Ces différentes évolutions du discours stratégique et diplomatique apparaissent en phase avec la vision de Turgut Özal, Premier ministre de 1983 à 1989, qui ne s’aligne pas totalement sur le turco-islamisme (contrairement à cette doctrine, profondément étatiste et conservatrice, il est favorable au libéralisme et au libre-échange11), mais qui souhaite une ouverture sur le Moyen-Orient et l’Asie Centrale. À plus long terme, elles ont profondément remodelé la pensée stratégique turque. On peut y déceler les origines de l’association entre turcité et islam sunnite, et un facteur accélérateur de l’intérêt nouveau pour le Moyen-Orient et l’Asie Centrale. En cela, il est possible de dire que si le nationalisme hérité du kémalisme n’a eu que peu d’incidence sur la doctrine de l’AKP (à l’exception notable de l’attachement à l’intégrité de l’État), celle-ci a été bien davantage marquée par le néo-nationalisme élaboré dans les années 1980.

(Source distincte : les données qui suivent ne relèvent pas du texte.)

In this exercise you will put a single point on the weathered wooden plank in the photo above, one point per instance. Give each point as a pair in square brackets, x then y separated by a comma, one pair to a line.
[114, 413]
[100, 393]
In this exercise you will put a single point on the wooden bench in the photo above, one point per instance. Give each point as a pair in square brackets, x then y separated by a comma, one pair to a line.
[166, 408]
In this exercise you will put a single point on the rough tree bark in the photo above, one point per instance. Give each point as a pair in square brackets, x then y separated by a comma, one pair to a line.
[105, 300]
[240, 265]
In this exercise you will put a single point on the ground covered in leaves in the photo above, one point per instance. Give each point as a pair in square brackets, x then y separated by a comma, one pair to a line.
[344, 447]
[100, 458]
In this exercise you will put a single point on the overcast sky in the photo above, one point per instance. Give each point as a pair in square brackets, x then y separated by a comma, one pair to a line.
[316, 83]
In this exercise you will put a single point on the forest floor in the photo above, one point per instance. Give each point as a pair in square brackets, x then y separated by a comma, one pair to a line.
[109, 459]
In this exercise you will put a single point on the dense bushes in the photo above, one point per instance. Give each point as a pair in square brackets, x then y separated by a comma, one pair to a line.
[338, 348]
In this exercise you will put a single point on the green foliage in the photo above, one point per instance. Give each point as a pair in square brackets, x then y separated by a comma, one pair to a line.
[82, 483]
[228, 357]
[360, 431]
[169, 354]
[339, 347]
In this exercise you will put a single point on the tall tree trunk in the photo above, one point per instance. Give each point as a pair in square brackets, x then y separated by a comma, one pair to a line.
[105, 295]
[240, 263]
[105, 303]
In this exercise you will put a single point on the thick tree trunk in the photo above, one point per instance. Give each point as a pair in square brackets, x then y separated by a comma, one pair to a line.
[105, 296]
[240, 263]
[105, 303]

8 DORRONSORO Gilles. Que veut la Turquie ? Ambitions et stratégies internationales. Paris : Autrement, 2009, p. 34-35.

9 ÖZMEN Fazilet Ahu. « L’identité alévie et ‘l’Ouverture Alévie’ en Turquie ». In KAYA Uğur. Dynamiques contemporaines en Turquie : Ruptures, continuités ? Paris : L’Harmattan, 2010. N° Hors-Série d’Eurorient, p. 205.

10 Il est à noter que cette évolution découle également des mutations du nationalisme kurde, qui à partir de 1984 s’incarne dans un mouvement armé, le PKK, qui revendique officiellement l’idéologie marxiste et reçoit le soutien de l’Union Soviétique.